Figure 6. Melatonin, Orexin antagonist, and hypnotics versus placebo: nocturnal total sleep time (minutes), using weighted mean difference (WMD).

Figure 6. Melatonin, Orexin antagonist, and hypnotics versus placebo: nocturnal total sleep time (minutes), using weighted mean difference (WMD).

3.13. Daytime total sleep time (DTST)

Overall, there was a slight increase in the placebo groups (WMD: 13.02, 95% CI −5.00, 31.03), which was statistically insignificant.

3.14. Sleep latency

The overall results from the meta-analysis favored intervention in reducing sleep latency (WMD: −4.44, 95% CI −8.93, 0.05). The study by Huo et al.. (2022) [Citation34] also showed intervention favorability and demonstrated reliability due to minimal standard deviation (WMD: −4.29, 95% CI −6.85, −1.73) (see supplementary Figure S3).

3.15. Number of daytime naps

The forest plot indicated a small effect in favor of the intervention group (WMD −0.61, 95% CI −1.30, 0.08) (see supplementary Figure S4).

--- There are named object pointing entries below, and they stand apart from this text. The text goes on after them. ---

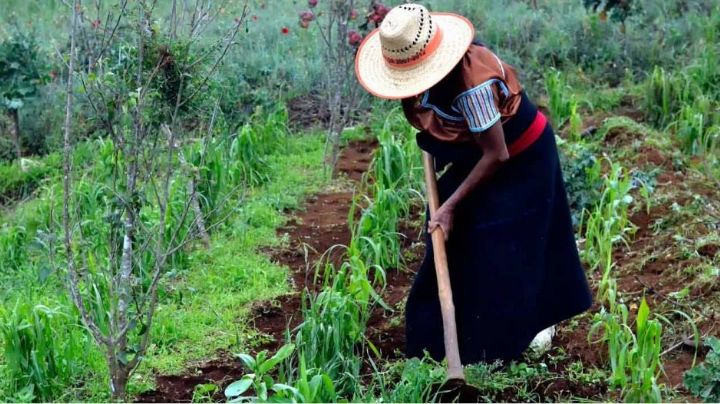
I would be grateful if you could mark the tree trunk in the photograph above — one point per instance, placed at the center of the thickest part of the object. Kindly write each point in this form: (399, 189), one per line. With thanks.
(118, 381)
(15, 130)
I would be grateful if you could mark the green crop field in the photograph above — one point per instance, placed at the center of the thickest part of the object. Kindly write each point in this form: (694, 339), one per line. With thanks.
(199, 203)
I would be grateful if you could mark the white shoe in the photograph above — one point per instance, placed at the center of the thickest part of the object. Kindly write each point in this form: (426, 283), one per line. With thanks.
(543, 341)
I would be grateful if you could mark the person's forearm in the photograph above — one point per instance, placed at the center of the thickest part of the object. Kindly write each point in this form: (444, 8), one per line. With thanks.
(483, 170)
(495, 153)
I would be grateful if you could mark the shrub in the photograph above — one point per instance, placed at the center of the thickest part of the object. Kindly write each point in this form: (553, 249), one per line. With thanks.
(704, 381)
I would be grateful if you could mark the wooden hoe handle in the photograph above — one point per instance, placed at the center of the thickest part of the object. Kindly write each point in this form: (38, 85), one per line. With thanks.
(455, 369)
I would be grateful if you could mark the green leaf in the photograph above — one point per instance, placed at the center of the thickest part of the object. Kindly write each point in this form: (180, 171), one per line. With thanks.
(239, 387)
(643, 314)
(282, 354)
(248, 360)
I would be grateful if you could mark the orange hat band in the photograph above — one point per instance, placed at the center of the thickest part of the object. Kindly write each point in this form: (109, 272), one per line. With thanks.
(428, 51)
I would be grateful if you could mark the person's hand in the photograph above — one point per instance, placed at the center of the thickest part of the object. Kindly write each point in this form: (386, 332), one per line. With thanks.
(442, 219)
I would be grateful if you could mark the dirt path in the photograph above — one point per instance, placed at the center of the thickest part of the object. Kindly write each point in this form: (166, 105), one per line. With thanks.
(315, 229)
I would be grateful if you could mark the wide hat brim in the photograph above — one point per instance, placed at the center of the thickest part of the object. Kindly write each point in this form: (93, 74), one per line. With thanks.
(387, 82)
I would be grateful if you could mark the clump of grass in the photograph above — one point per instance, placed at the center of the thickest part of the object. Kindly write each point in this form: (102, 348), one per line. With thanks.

3.16. Number of nighttime awakenings

Overall, pharmacological intervention did not yield significant effects, with minor differences between intervention and placebo groups (WMD: −0.12, 95% CI −1.72, 1.49) (see supplementary Figure S5).

4. Discussion

The research landscape surrounding sleep disturbances in people with AD is characterized by a conspicuous gap in knowledge and notable challenges in establishing a consensus regarding the most effective and safest pharmacological intervention. The findings extracted from the included Randomized Controlled Trials (RCTs) present a wide spectrum of responses to the various pharmacological interventions employed, reflecting the complexity of addressing sleep disturbances in this population. While some trials reported favorable outcomes with melatonin, it is evident that most did not yield statistically significant therapeutic effects. This diversity in findings underscores the heterogeneity of people with AD and the multifaceted nature of sleep disturbances in this context. It also highlights the pressing need for further research to understand better the underlying factors contributing to these variations and to develop more tailored interventions.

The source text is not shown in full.